Под городом Горьким | страница 68
– Понимаю. И хвалю. Береги, береги пальцы, дядя. Твоими пальцами мы еще долго будем ковырять копейки. Да что копейки! Тысячи! Хоть нам много и не надо. Правда? Выпить, съесть чего... Носки вот тебе купить надо. Прохудились, пальцы выглядывают... Или, может, нет? Когда нога голая, то, по-жалуй, быстрее бросят в шапку?
– Много не надо... нам, – в раздумье выдохнул Митрофан.
Через несколько мгновений Якут опять попросил:
– А, может, сыграешь? Для меня? Когда еще будет!..
– А... а у тебя деньги есть? – серьезно посмотрел незрячими глазами на Якута Митрофан. – Без денег я больше не играю. Я хоть и не вижу их, но ощущаю запах. Хорошо пахнут, хорошо!..
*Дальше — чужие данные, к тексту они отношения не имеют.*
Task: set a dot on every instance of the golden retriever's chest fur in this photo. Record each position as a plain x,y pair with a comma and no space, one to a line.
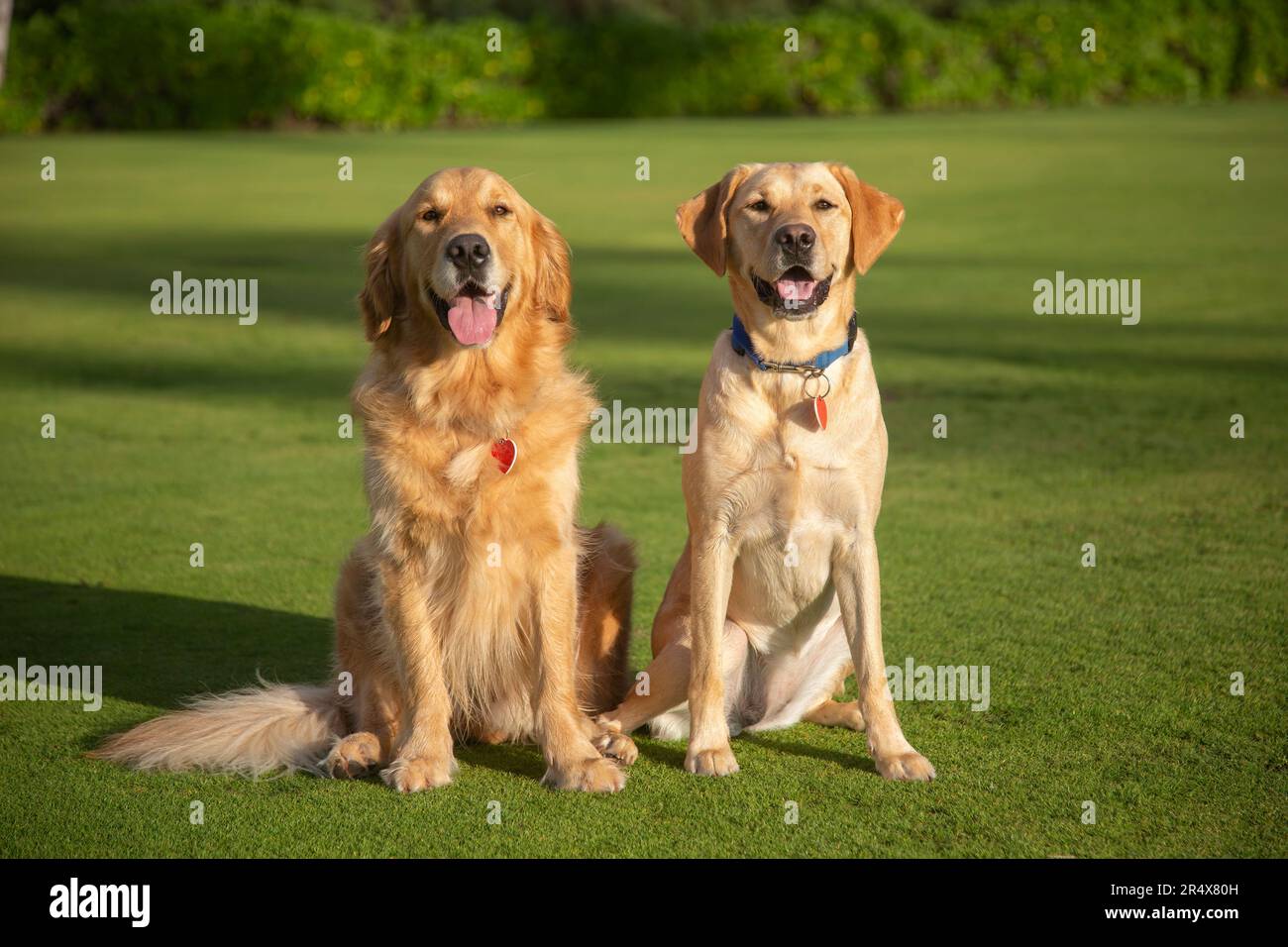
478,536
Якут поперхнулся. Митрофан говорил дальше, поглаживая гармонь:
– А за футляр и за то, что посоветовал, как можно зарабатывать, тебе большое спасибо. Дальше я уже сам. Как-либо. Я, хоть и слепой, но дорогу к куску хлеба, кажется, сам вижу. Да и заведешь ты меня, чувствую, старого человека, не туда, куда надо... Не всегда надо зрячего держаться. Не всегда...
Якут, к удивлению многих, кто оказался рядом, заревел, как медведь, сжал до боли кулаки, вскинув их над Митрофаном, но согнал порыв злобы на дереве, к которому примкнула спинкой скамейка, застонал от боли и начал сосать сладкую кровь на вчистую разбитой правой руке. И поносил Митрофана:
– Мать твою!.. Так что, вытер о меня ноги, падла? И ты такой, как все? Как Якутия? Как Север? Так когда я уже за свое могу получить, что мне положено-о-о?! За мою голову?.. За идею?.. А идеи теперь на вес золота... Знаешь, сколько мне надо отстегнуть? Молчишь, гад, предатель, сволочь? Да ты год будешь играть только на меня! Я тебя заставлю!..
– Год я, Якут, не проживу, наверно, – спокойно произнес Митрофан. –Хватит мою музыку уже слушать людям, хватит...
Митрофан свернул гармонь, вскинул ее на плечо, и, нащупывая дорогу тросточкой, тихонечко, осторожненько пошаркал в сторону шумного автовокзала. Якут некоторое время стоял возле скамейки и порожней бутылки с недоеденным яблоком, ноги не слушались его: он не знал, что ему делать – догонять слепого музыканта, или, может, уже не надо?..
Но побежал...
ЧЕБОТОК
Давным-давно, когда еще Чеботок не был Чеботком, а был известен каждому как Колька, сын Митрофана Крупеньки, отец купил ему на ярмарке в Журавичах истоптанные донельзя, можно сказать и так, чеботы. Колька гордо вышагивал в тех чеботах, хоть и тянул ноги по земле , будто к ним были привязаны грузила, а подыми ногу, дай ей хоть маленько послабление – она и выковырнется из голенища. И тогда Колька сделается обычным мальчуганом, как и все,– бесчеботовым. Шурча или Костик тут как тут: дай поносить! А фигу не видели! Они, чеботы, в одно мгновение опять оказывались на босых Колькиных ногах. Чего захотели – поносить! Знаем таких: натянут на свои грязные, хоть репу сей, ноги, тогда допросись, чтоб вернули назад. Шурча так и совсем присвоить может, он что ни прихватит чужое, тогда крепко держит, словно свое, возвращать обратно ему всегда тяжело, будет выдумывать разные басни о том, что у него на войне все погибли, пали смертью героев... и даже на пальцах перечислит – кто. Да хоть и погибли – что ж теперь кормить и поить тебя? Куском хлеба, бывает, и поделятся пацаны. Но чеботы – не трогать, прочь руки ! Это самая величайшая ценность, какую имел на то время рыжий, как подсолнух, Колька.